In a statement, they acknowledged that the road to recovery will be slow.
"When the year began, no one could have predicted the enormous challenges we would face as a business, a community and as a nation. While we continue to make progress at Mall of America, the road to recovery is going to be slow.
Unfortunately, we have been forced to make the very difficult business decision to permanently layoff 211 Mall of America team members as of September 30, 2020. The team members who have been permanently laid off represent all Mall of America departments.
An additional 178 Mall team members remain on temporary layoff status which may extend beyond September 30. We hope to reinstate the team members in this group when business conditions allow."
As grim as all this sounds, University of St. Thomas marketing professor Kim Sovell saw this in an optimistic light. It's true that malls have been struggling even prior to the pandemic but Mall of America was always a bit different.
"I think that's one of the things Mall of America was prepared pretty well [for] going into this," Sovell said. "Of course they do consider it an entertainment destination but I think entertainment as a whole has taken a hit. But at the same time they do have office space at the mall."
Sovell said that she saw the layoffs and furloughs as a conservation strategy.
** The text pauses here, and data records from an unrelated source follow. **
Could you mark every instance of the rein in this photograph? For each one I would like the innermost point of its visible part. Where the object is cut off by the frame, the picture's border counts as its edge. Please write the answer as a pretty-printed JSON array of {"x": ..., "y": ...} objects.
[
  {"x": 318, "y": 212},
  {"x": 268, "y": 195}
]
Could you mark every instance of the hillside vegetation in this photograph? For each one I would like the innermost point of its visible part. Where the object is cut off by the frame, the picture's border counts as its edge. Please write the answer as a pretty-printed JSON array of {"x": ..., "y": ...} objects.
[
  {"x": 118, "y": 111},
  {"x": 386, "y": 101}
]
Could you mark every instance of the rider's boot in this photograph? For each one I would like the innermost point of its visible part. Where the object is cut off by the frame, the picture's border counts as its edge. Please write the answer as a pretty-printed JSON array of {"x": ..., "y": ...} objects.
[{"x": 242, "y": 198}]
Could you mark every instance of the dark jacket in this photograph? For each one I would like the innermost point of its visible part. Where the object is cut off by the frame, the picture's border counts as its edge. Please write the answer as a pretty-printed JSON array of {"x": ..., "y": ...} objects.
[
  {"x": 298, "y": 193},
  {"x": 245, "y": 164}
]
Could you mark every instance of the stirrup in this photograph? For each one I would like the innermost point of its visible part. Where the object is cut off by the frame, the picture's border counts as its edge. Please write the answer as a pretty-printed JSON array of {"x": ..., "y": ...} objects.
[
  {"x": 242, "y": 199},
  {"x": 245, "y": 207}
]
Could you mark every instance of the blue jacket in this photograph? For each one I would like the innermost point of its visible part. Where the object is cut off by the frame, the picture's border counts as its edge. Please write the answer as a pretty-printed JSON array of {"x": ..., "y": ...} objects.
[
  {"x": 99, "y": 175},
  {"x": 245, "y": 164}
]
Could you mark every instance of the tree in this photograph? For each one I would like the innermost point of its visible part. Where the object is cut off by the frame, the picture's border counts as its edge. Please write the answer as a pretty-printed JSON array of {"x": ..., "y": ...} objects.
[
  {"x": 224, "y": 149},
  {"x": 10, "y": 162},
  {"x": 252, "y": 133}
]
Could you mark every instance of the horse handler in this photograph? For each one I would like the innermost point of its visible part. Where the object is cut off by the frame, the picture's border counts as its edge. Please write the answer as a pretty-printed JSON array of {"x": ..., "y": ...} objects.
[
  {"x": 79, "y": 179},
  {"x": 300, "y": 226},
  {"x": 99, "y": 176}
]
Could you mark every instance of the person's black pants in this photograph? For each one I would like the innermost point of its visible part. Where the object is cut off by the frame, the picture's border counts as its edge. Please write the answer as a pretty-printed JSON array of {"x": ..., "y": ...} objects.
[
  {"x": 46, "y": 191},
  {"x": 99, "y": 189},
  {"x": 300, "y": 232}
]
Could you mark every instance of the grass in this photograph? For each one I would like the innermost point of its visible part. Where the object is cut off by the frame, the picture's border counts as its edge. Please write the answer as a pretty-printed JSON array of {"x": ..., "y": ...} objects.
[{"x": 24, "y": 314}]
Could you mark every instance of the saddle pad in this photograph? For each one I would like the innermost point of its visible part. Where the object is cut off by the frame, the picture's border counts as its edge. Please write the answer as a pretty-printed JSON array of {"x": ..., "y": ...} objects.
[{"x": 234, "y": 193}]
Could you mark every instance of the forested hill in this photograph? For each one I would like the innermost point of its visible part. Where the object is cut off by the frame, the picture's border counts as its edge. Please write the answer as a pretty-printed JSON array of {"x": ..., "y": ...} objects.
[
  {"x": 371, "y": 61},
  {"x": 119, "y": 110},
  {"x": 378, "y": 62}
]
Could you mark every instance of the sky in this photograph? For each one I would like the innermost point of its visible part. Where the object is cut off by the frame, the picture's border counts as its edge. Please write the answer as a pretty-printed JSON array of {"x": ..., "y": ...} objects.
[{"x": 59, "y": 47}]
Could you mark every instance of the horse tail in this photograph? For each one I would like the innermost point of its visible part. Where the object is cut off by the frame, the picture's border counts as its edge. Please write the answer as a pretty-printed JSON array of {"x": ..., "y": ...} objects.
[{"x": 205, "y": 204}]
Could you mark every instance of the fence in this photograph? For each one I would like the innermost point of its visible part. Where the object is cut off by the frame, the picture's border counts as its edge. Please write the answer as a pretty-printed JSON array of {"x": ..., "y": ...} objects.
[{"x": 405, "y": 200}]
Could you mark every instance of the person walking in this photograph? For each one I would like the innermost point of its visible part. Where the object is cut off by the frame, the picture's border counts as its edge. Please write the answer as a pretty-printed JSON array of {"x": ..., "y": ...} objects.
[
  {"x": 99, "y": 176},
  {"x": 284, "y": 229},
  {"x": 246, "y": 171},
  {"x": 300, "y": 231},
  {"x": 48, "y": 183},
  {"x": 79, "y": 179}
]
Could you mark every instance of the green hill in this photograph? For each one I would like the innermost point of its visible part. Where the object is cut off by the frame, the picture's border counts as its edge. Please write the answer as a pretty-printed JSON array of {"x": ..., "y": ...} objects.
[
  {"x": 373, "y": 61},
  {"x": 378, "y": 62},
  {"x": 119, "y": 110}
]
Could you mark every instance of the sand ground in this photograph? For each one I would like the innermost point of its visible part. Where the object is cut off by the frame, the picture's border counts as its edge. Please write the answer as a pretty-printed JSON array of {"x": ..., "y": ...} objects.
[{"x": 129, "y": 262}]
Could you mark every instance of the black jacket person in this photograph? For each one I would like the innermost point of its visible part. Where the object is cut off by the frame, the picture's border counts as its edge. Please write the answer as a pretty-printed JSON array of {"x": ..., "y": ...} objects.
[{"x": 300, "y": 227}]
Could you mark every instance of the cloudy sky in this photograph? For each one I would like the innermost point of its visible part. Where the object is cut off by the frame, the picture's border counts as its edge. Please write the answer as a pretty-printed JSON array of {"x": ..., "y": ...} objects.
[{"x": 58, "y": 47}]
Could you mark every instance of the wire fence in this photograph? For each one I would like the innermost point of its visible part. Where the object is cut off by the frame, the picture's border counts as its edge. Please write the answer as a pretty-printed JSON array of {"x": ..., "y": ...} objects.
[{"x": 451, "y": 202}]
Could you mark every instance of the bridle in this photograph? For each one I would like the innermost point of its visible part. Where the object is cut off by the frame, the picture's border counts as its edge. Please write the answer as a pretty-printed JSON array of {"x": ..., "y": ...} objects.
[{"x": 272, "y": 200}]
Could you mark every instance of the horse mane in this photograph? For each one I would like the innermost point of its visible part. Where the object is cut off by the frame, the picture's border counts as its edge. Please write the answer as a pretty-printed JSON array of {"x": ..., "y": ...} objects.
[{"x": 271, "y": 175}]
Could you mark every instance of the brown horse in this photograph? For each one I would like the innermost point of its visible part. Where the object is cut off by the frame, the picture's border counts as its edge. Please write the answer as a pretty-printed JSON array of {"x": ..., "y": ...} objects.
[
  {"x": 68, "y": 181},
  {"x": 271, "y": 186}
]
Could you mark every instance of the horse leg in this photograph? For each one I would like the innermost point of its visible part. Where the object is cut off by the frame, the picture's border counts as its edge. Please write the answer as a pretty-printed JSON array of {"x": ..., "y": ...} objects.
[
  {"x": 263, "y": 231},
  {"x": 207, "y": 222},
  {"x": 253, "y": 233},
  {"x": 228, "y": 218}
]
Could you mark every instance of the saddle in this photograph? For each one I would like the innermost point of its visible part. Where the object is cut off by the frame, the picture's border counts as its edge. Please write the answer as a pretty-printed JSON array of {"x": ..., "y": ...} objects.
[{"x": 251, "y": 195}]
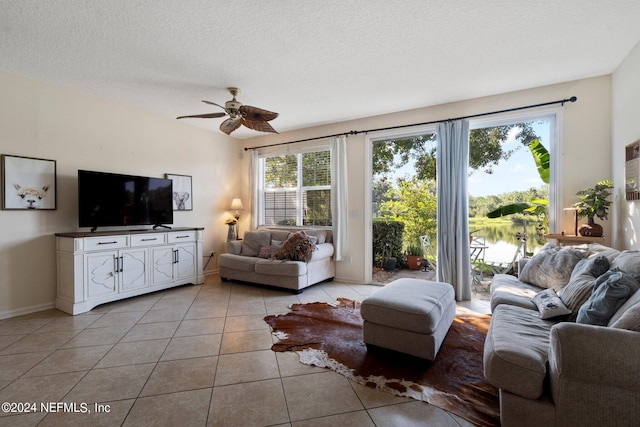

"I think MOA is doing everything that they can," she said. "We know they've missed payments, we know they furloughed 178 people, we now know they've laid off 211 workers, but all of that is trying to help keep them from going under, and laying off everybody."
It's like weathering the storm for what could come after. According to Sovell, what ever does come after--given our changes in behavior--could be quite exciting.
"Our changes are vast," she said. "Right now, we have virtually vaulted 10 years ahead with digital in about a three month period of time and consumers have demanded very quickly things like curbside pick-up and being able to buy online, pick up in store and ship to home."
Sovell also said she will be keeping a close eye on back-to-school shopping to use it as a gauge for how the holiday shopping season will go, during the pandemic.
"My foggy crystal ball says, back-to-school shopping, watching it will give us a better indication on what's going to happen on Black Friday, what's going to happen through the holiday season," Sovell said. "Shoppers have already said they will not return to Black Friday crowds. It's a huge percentage of consumers that will not return to Black Friday crowds. Which makes a tremendous amounts of sense, and it's opportunity now for retailers to say maybe our employees should have Thanksgiving off."
Sovell said research has shown that in countries and areas that have lower COVID numbers, malls do better in terms of foot traffic.
So...the answer is clear at this point. If you love the Mall of America, do your part to social distance, and wear masks, so retail spaces can reopen sooner.